Enish: A taste of Nigeria

Do you know your egusi from your abula? This reviewer certainly didn’t and had only once previously tried anything close to Nigerian food. That was almost four years ago in an over-priced and far from authentic restaurant in St James. Fortunately, this gap in Gourmand Gunno’s culinary knowledge was recently rectified after the kind offer of a Nigerian friend to take me to his ‘local’ in the far reaches of south east London. It’s certainly worth the ten-minute train ride to Lewisham from London Bridge for a taste of what Nigeria has to offer.

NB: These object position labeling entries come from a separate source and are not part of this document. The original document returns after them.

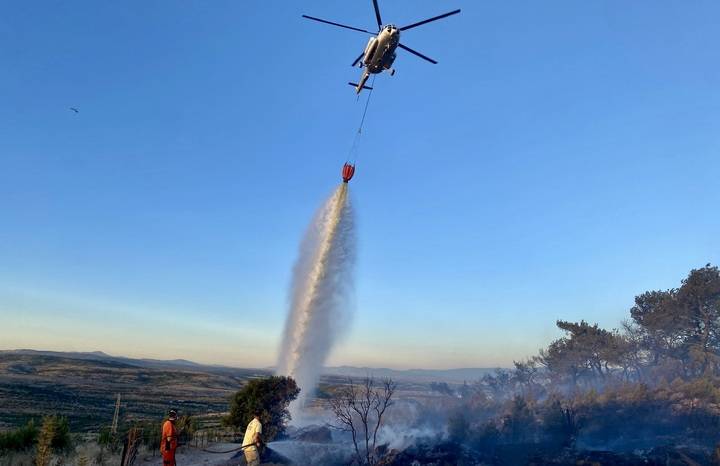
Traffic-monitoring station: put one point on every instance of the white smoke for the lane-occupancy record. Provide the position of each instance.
(320, 299)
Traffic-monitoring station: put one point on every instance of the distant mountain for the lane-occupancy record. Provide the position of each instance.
(418, 375)
(99, 356)
(415, 375)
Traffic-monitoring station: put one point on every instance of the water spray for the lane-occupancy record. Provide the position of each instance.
(320, 295)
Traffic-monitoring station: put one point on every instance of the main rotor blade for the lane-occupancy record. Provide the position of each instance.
(429, 20)
(358, 59)
(417, 53)
(338, 24)
(377, 14)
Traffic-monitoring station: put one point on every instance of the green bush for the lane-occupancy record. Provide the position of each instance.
(22, 438)
(270, 397)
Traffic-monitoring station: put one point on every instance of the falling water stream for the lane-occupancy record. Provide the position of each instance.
(320, 295)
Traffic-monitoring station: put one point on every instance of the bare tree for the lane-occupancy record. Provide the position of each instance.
(359, 409)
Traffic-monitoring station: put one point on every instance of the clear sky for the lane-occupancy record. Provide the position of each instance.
(561, 158)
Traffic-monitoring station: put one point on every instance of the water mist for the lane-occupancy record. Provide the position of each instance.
(320, 295)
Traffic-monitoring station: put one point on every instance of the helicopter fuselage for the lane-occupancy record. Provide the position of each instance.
(380, 50)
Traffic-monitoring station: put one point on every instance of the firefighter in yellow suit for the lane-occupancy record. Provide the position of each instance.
(251, 441)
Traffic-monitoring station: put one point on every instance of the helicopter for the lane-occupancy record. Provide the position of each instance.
(379, 53)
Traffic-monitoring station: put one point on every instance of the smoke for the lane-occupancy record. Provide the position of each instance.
(320, 294)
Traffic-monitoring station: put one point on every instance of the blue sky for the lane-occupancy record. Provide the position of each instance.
(560, 159)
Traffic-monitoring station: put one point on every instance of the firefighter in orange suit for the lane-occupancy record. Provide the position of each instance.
(168, 442)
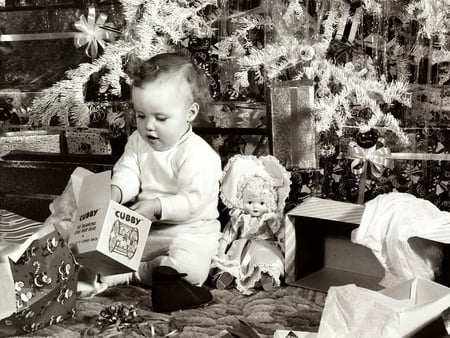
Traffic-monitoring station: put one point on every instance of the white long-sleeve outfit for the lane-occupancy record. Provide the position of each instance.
(185, 178)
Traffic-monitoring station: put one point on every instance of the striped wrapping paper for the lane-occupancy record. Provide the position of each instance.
(15, 229)
(315, 208)
(17, 233)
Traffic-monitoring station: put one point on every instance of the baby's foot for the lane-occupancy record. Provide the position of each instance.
(119, 279)
(267, 282)
(224, 280)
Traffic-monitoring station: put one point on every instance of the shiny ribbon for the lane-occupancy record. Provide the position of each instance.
(93, 32)
(379, 159)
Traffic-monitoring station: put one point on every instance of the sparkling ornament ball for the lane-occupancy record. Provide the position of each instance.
(367, 139)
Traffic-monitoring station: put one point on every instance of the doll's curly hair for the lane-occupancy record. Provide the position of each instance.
(144, 71)
(258, 185)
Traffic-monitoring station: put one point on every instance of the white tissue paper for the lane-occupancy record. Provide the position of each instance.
(399, 311)
(398, 228)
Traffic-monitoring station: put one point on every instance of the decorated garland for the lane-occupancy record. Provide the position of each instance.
(152, 26)
(319, 44)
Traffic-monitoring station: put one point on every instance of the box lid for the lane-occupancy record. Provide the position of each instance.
(328, 209)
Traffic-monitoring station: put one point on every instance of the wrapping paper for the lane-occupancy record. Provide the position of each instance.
(39, 276)
(399, 311)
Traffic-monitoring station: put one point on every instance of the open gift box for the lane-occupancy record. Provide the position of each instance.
(409, 309)
(398, 311)
(319, 252)
(106, 237)
(321, 247)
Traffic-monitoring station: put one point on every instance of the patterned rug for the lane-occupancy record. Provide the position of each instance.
(287, 308)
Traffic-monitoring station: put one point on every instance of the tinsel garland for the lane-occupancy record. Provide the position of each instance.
(152, 26)
(335, 108)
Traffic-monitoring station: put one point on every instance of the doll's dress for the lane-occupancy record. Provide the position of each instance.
(254, 244)
(255, 251)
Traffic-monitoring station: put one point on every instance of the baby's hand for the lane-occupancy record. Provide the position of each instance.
(150, 209)
(116, 194)
(269, 216)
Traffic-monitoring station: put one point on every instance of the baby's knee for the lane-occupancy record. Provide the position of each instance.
(195, 266)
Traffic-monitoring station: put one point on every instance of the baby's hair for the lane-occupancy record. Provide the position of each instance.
(258, 185)
(171, 64)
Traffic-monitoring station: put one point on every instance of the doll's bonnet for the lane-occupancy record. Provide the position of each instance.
(241, 167)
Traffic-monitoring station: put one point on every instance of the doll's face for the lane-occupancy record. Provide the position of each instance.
(255, 205)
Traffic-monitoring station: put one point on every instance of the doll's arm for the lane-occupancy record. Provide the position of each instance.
(273, 222)
(228, 236)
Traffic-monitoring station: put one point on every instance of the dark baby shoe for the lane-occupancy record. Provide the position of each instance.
(170, 292)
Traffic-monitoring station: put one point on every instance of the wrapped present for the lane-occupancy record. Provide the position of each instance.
(39, 276)
(30, 140)
(293, 131)
(92, 141)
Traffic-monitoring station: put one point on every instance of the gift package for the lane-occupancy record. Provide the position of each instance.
(39, 276)
(409, 309)
(106, 237)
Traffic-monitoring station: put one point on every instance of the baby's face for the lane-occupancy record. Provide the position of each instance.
(255, 205)
(164, 110)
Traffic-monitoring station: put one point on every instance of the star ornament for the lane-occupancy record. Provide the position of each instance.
(93, 32)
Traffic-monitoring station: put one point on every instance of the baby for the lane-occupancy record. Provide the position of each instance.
(171, 176)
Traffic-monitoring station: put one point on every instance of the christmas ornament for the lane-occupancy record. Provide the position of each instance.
(367, 139)
(93, 32)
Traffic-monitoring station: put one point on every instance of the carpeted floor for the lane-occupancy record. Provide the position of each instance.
(287, 307)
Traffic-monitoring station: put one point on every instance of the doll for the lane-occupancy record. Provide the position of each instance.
(250, 250)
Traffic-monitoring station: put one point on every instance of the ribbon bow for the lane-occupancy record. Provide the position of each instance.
(379, 159)
(93, 32)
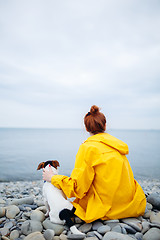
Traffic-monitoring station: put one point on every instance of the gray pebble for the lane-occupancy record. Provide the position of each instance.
(30, 226)
(75, 236)
(4, 231)
(14, 235)
(96, 225)
(98, 235)
(49, 234)
(58, 229)
(117, 236)
(139, 236)
(12, 211)
(27, 200)
(86, 227)
(103, 229)
(152, 234)
(34, 236)
(133, 222)
(154, 199)
(128, 228)
(8, 224)
(2, 211)
(37, 215)
(117, 229)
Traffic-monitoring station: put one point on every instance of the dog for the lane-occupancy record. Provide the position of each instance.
(59, 209)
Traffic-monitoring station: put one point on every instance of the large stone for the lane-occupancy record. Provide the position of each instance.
(30, 226)
(58, 229)
(26, 200)
(37, 215)
(116, 236)
(86, 227)
(154, 199)
(133, 222)
(2, 211)
(49, 234)
(152, 234)
(12, 211)
(34, 236)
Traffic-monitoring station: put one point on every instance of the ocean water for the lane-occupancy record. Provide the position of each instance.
(21, 150)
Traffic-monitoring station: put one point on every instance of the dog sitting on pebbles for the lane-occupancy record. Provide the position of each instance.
(59, 209)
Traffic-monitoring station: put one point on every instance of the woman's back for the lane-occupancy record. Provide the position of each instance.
(113, 192)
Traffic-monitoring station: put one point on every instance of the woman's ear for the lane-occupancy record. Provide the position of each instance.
(41, 165)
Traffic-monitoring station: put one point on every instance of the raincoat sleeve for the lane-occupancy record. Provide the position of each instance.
(78, 183)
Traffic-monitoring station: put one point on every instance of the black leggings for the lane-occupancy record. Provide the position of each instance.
(66, 215)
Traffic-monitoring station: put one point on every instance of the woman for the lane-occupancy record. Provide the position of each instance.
(102, 180)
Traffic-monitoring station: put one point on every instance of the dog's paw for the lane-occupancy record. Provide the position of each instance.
(47, 214)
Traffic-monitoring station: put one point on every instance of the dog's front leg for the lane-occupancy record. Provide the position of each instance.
(47, 208)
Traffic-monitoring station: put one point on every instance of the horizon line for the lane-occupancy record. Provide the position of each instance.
(69, 128)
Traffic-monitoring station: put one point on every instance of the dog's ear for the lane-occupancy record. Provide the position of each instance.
(55, 163)
(41, 165)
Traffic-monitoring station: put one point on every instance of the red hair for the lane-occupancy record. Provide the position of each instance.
(95, 121)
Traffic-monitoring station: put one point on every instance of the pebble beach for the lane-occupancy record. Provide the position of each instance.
(22, 216)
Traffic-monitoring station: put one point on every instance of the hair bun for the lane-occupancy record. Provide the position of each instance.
(94, 109)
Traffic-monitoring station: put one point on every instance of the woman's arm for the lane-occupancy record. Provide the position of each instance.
(82, 175)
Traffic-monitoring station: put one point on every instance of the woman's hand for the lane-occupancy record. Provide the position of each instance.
(48, 174)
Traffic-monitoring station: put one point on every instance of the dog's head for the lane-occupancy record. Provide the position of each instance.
(52, 163)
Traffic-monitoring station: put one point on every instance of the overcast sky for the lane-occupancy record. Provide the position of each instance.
(57, 58)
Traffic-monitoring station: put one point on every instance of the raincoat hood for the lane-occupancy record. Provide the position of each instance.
(111, 141)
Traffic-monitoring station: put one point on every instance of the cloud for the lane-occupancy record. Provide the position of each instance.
(57, 59)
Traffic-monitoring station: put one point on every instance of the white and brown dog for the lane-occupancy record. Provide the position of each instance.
(59, 209)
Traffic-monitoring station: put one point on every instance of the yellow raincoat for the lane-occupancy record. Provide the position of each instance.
(102, 181)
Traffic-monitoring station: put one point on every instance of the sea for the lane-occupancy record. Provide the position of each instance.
(22, 149)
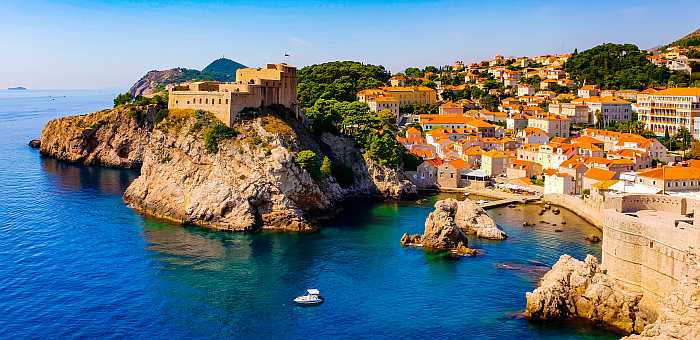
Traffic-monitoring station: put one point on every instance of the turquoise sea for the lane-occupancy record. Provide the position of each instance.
(75, 262)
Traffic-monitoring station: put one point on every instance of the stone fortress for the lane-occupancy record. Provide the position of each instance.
(649, 241)
(254, 87)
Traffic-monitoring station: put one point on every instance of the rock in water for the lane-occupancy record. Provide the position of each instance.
(115, 137)
(441, 231)
(472, 219)
(580, 289)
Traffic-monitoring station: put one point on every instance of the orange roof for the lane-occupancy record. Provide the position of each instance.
(603, 100)
(458, 164)
(672, 173)
(599, 174)
(680, 91)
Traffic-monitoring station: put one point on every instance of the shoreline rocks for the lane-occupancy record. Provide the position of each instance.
(114, 137)
(581, 289)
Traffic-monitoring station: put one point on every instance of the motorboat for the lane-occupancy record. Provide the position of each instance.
(312, 297)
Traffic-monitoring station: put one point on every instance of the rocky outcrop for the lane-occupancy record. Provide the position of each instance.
(115, 137)
(473, 220)
(155, 81)
(581, 289)
(441, 231)
(679, 313)
(370, 179)
(250, 183)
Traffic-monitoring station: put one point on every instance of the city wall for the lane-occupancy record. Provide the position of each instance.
(647, 243)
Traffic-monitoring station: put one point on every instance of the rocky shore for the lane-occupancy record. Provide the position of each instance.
(446, 228)
(249, 183)
(581, 289)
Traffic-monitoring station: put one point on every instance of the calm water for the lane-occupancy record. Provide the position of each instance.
(76, 262)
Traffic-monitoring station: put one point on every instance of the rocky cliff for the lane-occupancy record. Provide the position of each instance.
(679, 313)
(581, 289)
(251, 181)
(114, 137)
(473, 220)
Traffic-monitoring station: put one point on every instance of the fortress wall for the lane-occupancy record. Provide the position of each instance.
(587, 211)
(645, 254)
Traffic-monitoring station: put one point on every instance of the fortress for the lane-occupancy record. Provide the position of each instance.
(254, 87)
(648, 241)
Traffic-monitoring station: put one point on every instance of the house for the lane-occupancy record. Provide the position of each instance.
(520, 168)
(558, 183)
(525, 90)
(494, 162)
(588, 91)
(608, 108)
(595, 175)
(450, 108)
(554, 125)
(532, 135)
(671, 178)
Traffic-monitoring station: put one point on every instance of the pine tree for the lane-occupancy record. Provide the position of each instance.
(326, 167)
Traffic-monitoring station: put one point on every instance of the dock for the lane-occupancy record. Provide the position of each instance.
(507, 201)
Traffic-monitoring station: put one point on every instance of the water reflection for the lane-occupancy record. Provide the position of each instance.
(75, 178)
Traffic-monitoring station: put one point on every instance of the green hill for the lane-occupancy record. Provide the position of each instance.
(223, 69)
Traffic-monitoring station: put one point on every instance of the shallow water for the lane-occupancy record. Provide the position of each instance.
(76, 262)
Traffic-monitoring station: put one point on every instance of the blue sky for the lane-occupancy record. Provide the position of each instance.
(110, 44)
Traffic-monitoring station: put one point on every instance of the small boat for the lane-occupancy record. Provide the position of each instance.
(312, 297)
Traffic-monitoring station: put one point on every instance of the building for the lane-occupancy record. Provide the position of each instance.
(405, 95)
(450, 108)
(494, 162)
(254, 87)
(554, 125)
(670, 109)
(525, 90)
(577, 113)
(671, 178)
(558, 183)
(519, 168)
(379, 103)
(588, 91)
(610, 109)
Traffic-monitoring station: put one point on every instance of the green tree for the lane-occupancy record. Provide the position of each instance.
(326, 168)
(307, 160)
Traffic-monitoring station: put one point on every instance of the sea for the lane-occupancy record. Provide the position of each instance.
(76, 262)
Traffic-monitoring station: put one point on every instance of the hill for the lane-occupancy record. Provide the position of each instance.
(223, 68)
(155, 81)
(616, 66)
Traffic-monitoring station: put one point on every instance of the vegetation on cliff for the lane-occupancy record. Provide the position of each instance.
(339, 80)
(616, 66)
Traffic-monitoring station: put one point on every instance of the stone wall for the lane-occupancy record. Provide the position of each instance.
(586, 209)
(648, 251)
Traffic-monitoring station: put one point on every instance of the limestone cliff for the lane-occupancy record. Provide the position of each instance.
(679, 313)
(251, 181)
(473, 220)
(441, 231)
(114, 137)
(581, 289)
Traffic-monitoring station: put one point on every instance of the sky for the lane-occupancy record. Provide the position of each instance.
(111, 44)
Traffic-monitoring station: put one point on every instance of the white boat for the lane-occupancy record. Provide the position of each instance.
(312, 297)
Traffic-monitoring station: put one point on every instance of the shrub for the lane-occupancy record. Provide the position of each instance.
(326, 167)
(307, 160)
(214, 134)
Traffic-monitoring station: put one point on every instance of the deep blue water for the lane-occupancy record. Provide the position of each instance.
(76, 262)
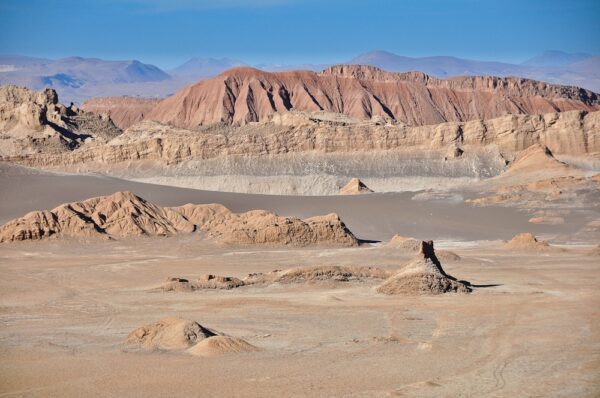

For the record, egusi comprises ground melon seed steamed with pumpkin leaves and spices, while abula is a blend of beans served with steamed leaves. One of the great things about Enish – a Lewisham landmark that has been operational for over a decade – is that its menu comes with a very helpful glossary. This is useful for the uninitiated, even if we had an expert to guide us through the menu appropriately. There is a very broad range available and no shortage of excitement, especially for the more adventurous diner; goat’s head or cow’s foot, anyone?

We began with a plate of suya, based on the recommendation of my friend. As the photo highlights, it comprises diced chicken and beef, served with hot spices. Beyond the marinated meats, there is accompanying dry spice powder in which to dip your food. The spice intensity was up the scale, but highly harmonious, more about subtlety of flavour (there was definitely some ginger) rather than just pure chilli heat. Our other opening dish was gizzard, or chicken’s stomach, combined with plantain. Not an obvious combination to my mind, but one which worked remarkably well with the chewy meaty texture contrasting nicely with the softer, sweeter sensation of the plantain.

Onto the main event and we partook in the classic dish of jollof rice, served on our request with grilled chicken and plantain. I am a huge rice fan in all its variations and this is a wonderful dish. The rice is slow-cooked in tomatoes, peppers, spices and herbs, but retains its integrity and gains a forceful intensity of flavour. Portion sizing throughout was generous, so much so that not all our plates were finished. Everything was rendered more pleasing by a couple of bottles of Star, one of Nigeria’s best-known lagers. Posh Enish is not, but highly satisfying it certainly is. With four other branches in London (including Brixton), there is every reason to pay a visit for something both novel and satisfying.